Potential bug: Attention mask allows access to future tokens?
Closed this issue · 5 comments
Thanks for sharing your code, great work. I do not get one detail here, maybe you can help:
During the batch data generation, you fill the masks with one's where ever valid history trajectory data is available:
decision-transformer/gym/experiment.py
Line 154 in f04280e
Isn't it common practice with auto regression to use a triangular matrix? In your training code, you consider all actions where the mask is >0. Doesn't this result in allowing actions early in the sequence to access subsequent tokens?
Thanks!
Thanks @donthomasitos, I think you're very right. This looks like a bug from my point of view. I hope we're wrong :)
See the documentation for attention mask here:
"attention_mask (torch.FloatTensor of shape (batch_size, sequence_length), optional) —
Mask to avoid performing attention on padding token indices.
Mask values selected in [0, 1]:
1 for tokens that are not masked,
0 for tokens that are masked."
This is not the same as the triangular matrix used when computing the attention values.

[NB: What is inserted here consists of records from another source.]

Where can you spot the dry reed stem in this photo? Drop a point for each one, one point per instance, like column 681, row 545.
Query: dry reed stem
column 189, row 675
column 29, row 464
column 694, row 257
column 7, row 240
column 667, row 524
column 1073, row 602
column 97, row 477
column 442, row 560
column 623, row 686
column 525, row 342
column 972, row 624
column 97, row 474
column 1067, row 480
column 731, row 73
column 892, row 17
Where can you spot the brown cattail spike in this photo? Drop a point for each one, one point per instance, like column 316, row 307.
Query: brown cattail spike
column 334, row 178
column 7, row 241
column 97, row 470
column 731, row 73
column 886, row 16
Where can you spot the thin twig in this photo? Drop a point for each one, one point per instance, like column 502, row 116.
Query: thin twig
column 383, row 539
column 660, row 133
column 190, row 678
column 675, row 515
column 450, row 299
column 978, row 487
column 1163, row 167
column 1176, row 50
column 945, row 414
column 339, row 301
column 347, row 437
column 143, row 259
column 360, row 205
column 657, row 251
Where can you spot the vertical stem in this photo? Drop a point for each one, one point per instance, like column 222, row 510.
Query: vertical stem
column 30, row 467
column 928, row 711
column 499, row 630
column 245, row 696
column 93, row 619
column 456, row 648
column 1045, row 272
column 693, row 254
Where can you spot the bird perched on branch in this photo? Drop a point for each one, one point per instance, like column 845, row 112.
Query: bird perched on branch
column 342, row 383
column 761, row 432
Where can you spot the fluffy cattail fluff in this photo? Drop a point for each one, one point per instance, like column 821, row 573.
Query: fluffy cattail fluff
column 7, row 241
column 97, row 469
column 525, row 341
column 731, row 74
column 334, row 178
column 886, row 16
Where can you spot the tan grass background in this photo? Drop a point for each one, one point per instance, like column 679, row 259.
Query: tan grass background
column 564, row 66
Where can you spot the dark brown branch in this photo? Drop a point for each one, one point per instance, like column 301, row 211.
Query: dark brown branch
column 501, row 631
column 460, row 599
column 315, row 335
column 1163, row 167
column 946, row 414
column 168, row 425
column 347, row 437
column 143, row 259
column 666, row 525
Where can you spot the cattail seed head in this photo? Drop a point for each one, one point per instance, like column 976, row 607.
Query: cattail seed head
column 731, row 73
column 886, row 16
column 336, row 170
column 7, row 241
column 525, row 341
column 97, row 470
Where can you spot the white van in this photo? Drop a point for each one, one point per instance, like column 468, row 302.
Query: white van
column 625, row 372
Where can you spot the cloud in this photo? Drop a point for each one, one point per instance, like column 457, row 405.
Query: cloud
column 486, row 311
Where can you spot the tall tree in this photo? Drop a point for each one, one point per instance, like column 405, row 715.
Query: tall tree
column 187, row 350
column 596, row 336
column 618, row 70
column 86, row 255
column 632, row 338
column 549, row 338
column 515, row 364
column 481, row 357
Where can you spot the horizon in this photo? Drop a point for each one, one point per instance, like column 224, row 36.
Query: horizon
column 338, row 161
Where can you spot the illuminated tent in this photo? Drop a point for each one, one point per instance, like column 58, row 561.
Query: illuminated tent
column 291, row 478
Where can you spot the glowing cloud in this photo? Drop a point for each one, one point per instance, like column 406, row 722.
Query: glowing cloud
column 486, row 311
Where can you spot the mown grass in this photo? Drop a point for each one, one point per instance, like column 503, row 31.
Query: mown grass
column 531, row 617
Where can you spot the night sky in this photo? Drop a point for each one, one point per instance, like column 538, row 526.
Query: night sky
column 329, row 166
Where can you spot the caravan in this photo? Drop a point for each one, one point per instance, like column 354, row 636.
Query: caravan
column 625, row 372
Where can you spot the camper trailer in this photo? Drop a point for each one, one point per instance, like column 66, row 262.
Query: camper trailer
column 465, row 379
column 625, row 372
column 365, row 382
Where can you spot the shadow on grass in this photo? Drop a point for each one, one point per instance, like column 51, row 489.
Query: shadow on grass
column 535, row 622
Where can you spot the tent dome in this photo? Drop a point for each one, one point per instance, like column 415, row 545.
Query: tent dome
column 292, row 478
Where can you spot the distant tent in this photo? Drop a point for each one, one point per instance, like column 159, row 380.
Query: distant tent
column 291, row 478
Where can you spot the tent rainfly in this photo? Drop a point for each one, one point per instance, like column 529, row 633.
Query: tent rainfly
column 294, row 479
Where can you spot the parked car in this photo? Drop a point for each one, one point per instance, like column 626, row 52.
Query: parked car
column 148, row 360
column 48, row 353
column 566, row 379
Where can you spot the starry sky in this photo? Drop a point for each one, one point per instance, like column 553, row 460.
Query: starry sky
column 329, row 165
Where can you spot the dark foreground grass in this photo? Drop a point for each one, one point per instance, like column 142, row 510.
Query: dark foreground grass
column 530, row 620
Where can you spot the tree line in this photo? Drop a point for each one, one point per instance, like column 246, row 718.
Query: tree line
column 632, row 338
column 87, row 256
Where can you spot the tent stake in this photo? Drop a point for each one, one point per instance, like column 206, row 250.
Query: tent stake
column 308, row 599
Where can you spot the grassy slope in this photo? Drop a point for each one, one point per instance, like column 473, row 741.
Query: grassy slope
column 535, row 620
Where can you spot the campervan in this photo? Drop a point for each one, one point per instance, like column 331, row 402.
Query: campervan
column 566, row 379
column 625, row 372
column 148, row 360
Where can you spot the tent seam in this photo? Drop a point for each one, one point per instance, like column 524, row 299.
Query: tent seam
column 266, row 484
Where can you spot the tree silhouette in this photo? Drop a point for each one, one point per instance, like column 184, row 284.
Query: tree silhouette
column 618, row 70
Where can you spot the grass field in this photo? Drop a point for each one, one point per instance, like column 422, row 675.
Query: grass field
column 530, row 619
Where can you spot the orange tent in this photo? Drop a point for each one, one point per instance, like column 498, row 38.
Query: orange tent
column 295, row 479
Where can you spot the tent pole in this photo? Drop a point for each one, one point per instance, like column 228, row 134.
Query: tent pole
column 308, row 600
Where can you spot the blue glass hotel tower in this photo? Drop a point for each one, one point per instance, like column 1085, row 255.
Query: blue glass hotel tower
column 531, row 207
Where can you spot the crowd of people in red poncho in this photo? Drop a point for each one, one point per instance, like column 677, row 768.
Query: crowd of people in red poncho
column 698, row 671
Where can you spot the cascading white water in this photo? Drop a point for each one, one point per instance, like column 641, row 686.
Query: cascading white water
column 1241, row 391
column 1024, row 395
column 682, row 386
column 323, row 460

Hello, sorry to dig up an old issue like this - but where exactly is this triangular attention mask applied? We traced the execution path from trainer.py
all the way to Attention.forward
and could not find any triangular attention masking.
You have to continue going inside the forward of attention :)
The GPT-2 transformer in huggingface implements the causal triangular attention mask there. We don't implement it ourselves.